This is one of the places Go is stronger than C++.

Pitfall: relying on a torn read "always working"

type Pair struct{ A, B int }

var p Pair

go func() { p = Pair{1, 2} }()
go func() { x := p; fmt.Println(x) }()

This is a data race, and the result is undefined. On x86 you may see consistent pairs most of the time and conclude "good enough." Don't. The Go memory model is not "what the x86 happens to do on Tuesday."

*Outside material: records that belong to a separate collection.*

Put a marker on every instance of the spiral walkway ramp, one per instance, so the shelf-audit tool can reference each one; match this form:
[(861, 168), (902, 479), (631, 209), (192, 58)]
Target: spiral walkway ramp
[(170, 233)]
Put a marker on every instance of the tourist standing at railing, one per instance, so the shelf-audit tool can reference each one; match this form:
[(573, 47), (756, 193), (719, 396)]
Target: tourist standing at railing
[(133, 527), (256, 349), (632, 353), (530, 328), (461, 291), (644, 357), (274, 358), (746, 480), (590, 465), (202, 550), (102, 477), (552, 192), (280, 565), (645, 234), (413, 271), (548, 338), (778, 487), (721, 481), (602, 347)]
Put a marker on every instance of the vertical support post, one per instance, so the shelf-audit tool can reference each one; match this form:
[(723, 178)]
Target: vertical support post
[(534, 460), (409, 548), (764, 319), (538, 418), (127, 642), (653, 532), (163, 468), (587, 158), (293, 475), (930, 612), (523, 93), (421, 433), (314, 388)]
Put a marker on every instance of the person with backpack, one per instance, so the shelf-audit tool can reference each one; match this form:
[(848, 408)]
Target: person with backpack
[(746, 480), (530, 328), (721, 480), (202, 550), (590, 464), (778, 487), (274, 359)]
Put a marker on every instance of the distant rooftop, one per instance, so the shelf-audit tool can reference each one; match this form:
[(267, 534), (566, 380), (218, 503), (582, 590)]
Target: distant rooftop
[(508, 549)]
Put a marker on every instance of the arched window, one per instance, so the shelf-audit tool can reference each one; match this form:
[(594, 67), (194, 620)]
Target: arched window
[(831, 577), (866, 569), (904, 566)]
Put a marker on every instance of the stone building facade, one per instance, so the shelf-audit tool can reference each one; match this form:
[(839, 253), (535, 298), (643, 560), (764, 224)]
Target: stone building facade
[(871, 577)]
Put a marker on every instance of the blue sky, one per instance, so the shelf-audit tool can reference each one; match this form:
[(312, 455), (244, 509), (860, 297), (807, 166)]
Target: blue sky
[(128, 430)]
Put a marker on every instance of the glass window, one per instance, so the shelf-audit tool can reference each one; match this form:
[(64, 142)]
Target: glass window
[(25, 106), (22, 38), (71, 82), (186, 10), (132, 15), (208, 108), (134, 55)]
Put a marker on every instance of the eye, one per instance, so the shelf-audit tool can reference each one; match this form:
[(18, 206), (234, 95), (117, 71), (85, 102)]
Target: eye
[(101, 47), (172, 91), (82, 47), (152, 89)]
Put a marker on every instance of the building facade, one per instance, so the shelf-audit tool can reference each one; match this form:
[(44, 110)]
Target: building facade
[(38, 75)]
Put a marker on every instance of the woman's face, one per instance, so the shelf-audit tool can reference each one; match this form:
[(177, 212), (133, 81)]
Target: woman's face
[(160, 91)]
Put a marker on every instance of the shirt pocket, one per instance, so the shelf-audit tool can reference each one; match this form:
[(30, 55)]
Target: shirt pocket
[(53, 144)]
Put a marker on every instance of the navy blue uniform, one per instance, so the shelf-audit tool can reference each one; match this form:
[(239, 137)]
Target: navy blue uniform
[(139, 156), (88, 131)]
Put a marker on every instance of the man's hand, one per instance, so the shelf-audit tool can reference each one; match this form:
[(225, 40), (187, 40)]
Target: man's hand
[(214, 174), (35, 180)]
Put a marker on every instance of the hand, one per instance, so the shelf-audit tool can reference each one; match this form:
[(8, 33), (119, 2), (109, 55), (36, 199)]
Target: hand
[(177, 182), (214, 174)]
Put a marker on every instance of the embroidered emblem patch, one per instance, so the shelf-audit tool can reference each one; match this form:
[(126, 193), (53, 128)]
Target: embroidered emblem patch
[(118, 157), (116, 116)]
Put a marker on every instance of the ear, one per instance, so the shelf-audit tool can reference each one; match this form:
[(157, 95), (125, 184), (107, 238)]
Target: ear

Use atomic.Pointer[Pair] or a mutex.

Pitfall: closure captures and stale state

for i := 0; i < 10; i++ {
    go func() {
        fmt.Println(i) // captures i by reference (pre-Go-1.22)
    }()
}

In Go 1.22+, the loop variable is freshly bound per iteration. In older versions, every goroutine sees the same i, possibly already incremented past the intended value. This is a different kind of memory bug — not about ordering, but about sharing. Fix with explicit shadowing:

for i := 0; i < 10; i++ {
    i := i
    go func() { fmt.Println(i) }()
}

Extra Tests

package publish_test

import (
    "context"
    "sync"
    "sync/atomic"
    "testing"
    "time"
)

// Test that the consumer always sees the producer's writes.
func TestPublishStruct(t *testing.T) {
    type Snapshot struct{ X, Y int }
    var s atomic.Pointer[Snapshot]

    var wg sync.WaitGroup
    wg.Add(1)
    go func() {
        defer wg.Done()
        s.Store(&Snapshot{X: 1, Y: 2})
    }()

    ctx, cancel := context.WithTimeout(context.Background(), time.Second)
    defer cancel()
    for {
        if snap := s.Load(); snap != nil {
            if snap.X != 1 || snap.Y != 2 {
                t.Errorf("bad snapshot %+v", snap)
            }
            wg.Wait()
            return
        }
        select {
        case <-ctx.Done():
            t.Fatal("never observed publication")
        default:
        }
    }
}

// Test that sync.Once publishes its result.
func TestOncePublishes(t *testing.T) {
    var once sync.Once
    var x int

    var wg sync.WaitGroup
    for i := 0; i < 10; i++ {
        wg.Add(1)
        go func() {
            defer wg.Done()
            once.Do(func() { x = 42 })
            if x != 42 {
                t.Errorf("got %d, want 42", x)
            }
        }()
    }
    wg.Wait()
}

Run with go test -race. The first test confirms ordering; the second confirms sync.Once publishes its writes to all callers.


Diagrams & Visual Aids

Producer goroutine               Consumer goroutine
==================               ==================

cfg.URL = "..."                  for {
cfg.Port = 8080                    p = atomic.Load(&ptr)   <-- ACQUIRE
                                   if p != nil { break }
                                 }
                                 fmt.Println(p.URL)
                                 fmt.Println(p.Port)
atomic.Store(&ptr, &cfg) <-- RELEASE   ^
                                       |
       writes above the release  -----+-- become visible after the acquire
       observes the released ptr
The Three Layers of Reordering
==============================

Source code order             Compiler-emitted order        CPU execution order
-----------------             ----------------------        -------------------

cfg = build()                 mov  [cfg],   rax              (may issue mov [ready]
ready = 1                     mov  [ready], 1                 to store buffer first,
                                                              draining cfg later)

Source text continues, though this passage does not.